BUG/MEDIUM: protobuf: fix nested path bypass in field lookup
The previous implementation of protobuf_field_lookup() was susceptible
to a security bypass where flat sibling fields could be incorrectly matched
as nested children. This occurred because the parser did not strictly
enforce hierarchical boundaries and depth matching during sequential
iteration, allowing flat structures to satisfy nested path requirements (e.g.
treating a root-level sibling field as if it were nested under a parent).
This patch refactors the lookup logic into a strict, iterative stream
parser that progresses through the defined configuration path (depth).
The new logic guarantees that:
- intermediate matching parent fields must be of type LENGTH_DELIMITED.

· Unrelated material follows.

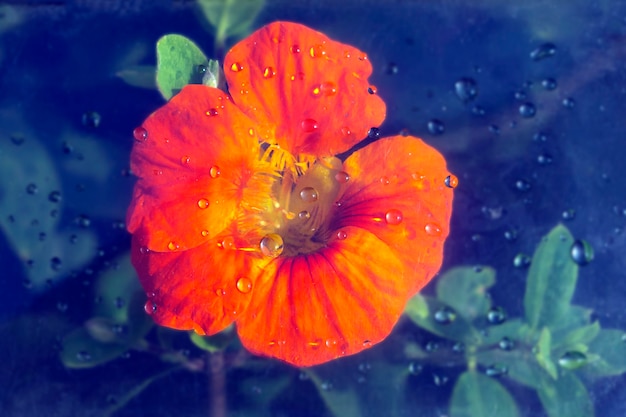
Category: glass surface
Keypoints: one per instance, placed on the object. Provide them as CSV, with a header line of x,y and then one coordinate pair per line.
x,y
526,101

If an intermediate match is found but is a primitive type, the parsing
aborts immediately.
- when descending into an intermediate parent, the scanning boundary
(*len) is strictly narrowed down to the nested sub-message size (vlen)
with an upfront validation against buffer overflow (vlen > *len).
- sibling fields at the current level are skipped cleanly without polluting
higher or lower hierarchy levels.
This implementation achieves absolute stack safety (O(1) memory complexity,
no recursion) and guarantees strict validation of nested Protobuf paths.
Many thanks to Red Hat and AISLE Research for reporting this.